According to a report from Sports Illustrated’s Albert Breer, NFL owners have been discussing how to handle players kneeling during the anthem heading into the new season, including one radical idea: assessing 15-yard penalties to players that knelt. Per Breer:
“An idea being floated in the room goes like this: It would be up to the home team on whether both teams come out of the locker room for the anthem, and, should teams come out, 15-yard penalties could be assessed for kneeling.”
It’s no surprise that the league would want to address the issue, as the NFL would much prefer to remain apolitical rather than go through the media firestorm that unfolded last season. That said, a 15-yard penalty seems like an odd way to avoid an issue on such matters.
Colin Kaepernick garnered national attention for his protests two seasons ago, kneeling during the anthem to bring attention to issues including police brutality and racial inequality in the justice system. While Kaepernick was out of the league in 2017, protests of a similar nature became more common across the NFL, with players including Michael Bennett and Marshawn Lynch taking part.

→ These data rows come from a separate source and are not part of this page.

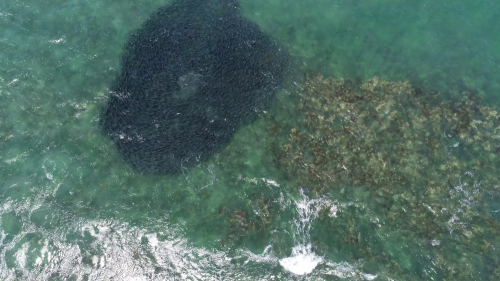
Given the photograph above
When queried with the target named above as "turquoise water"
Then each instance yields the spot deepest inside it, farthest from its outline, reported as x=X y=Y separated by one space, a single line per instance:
x=70 y=209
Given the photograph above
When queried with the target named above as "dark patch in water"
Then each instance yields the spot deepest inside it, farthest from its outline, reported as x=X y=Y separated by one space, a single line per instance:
x=191 y=75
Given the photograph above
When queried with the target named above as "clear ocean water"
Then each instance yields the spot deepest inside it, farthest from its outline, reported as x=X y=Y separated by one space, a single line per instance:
x=71 y=209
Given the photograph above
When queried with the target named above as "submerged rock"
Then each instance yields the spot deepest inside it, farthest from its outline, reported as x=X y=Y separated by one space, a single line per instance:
x=190 y=76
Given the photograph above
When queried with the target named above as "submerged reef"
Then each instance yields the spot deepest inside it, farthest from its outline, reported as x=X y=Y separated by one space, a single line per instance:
x=190 y=76
x=383 y=134
x=406 y=165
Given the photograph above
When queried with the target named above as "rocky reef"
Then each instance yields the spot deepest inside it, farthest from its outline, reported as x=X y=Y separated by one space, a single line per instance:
x=402 y=163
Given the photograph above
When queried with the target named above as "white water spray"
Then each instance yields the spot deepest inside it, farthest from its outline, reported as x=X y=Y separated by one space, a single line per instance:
x=303 y=260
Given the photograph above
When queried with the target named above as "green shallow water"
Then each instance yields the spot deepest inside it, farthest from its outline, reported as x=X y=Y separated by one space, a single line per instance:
x=70 y=209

The storm around the league began after President Donald Trump suggested that players that kneel for the national anthem should be fired. Teams responded with shows of unity the next Sunday, with more players taking part in the protests than ever before.
Since then, the issue hasn’t resolved itself. There were meetings between owners and players that mostly revealed how far removed from the realities of the situation many owners were. Kaepernick has filed a collusion grievance against the league, arguing that it was his decision to kneel, rather than his talent level as a player, that kept him out of the league, and recent information suggests that multiple teams did, in fact, view him as a starting-calibre quarterback.
There’s sure to be plenty to talk about as the NFL owners continue their spring meetings, including addressing the advent of legal sports betting and potential changes to kickoffs. But if the league hopes to avoid another year of headlines focused off the field, chances are a 15-yard flag for kneeling would only invite more controversy.